Baby Ophelia hörte auf, zu weinen und sah mit großen, wachen Augen in das warme, bärtige Gesicht ihres Vaters. Hades seufzte und zog seine Hand aus der Wiege, drehte sich zu meiner Mom.

,,Also?", fragte er und erwartete eine schnelle Antwort. Meine Mutter atmete gestresst aus, unterdrückte sich die Tränen. ,,,Ich bleibe dabei. Wir können unmöglich mit dir kommen, es-", ihre Stimme versagte, ,,...es tut mir leid.", flüsterte sie, während die Tränen siegten und langsam ihre Wangen hinunterflossen.

Enttäuscht sah mein Vater sie an. Seine sowieso schon schwarzen Augen verdunkelten sich und wandten sich wieder von ihr ab. Er kramte in seiner Hosentasche herum und zog etwas dünnes, funkelndes heraus.

Es war meine silberne Kette. ,,Gib ihr die, wenn sie alt genug ist, sie zu tragen.", sprach er unsanft und legte die Kette auf den Couchtisch.

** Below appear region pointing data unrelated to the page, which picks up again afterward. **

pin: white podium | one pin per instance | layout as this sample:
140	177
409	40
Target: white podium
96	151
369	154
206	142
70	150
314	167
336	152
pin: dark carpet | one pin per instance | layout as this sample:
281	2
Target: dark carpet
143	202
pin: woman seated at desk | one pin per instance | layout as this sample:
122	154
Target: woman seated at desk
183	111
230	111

Meine Hände legten sich an die Kette, welche jetzt, Jahre später, um meinen Hals hing. Mom hatte mir damals immer gesagt, diese Kette immer bei mir zu haben. Ich verstand nie, warum ihr es so wichtig war, aber jetzt wusste ich, weshalb ich diese Tag und Nacht anbehielt.

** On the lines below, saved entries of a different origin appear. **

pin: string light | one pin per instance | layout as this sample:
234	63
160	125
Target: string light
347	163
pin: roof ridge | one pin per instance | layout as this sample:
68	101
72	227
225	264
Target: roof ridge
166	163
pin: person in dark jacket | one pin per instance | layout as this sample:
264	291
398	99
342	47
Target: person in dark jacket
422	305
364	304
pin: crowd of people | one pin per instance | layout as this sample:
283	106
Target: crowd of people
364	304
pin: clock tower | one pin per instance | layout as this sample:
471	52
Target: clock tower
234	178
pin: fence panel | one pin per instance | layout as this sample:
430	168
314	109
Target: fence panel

,,Lebt wohl.", sprach er, bevor er sich ein letztes Mal an die Wiege stellte und erneut seine Hand an die Wange des Kindes zu legen. Und wieder spürte ich diese, wie sie warm auf meinem Gesicht lag. ,,Wir werden und schon ganz bald wiedersehen, Ophelia.", waren seine letzten Worte, bevor die Szenerie sich änderte.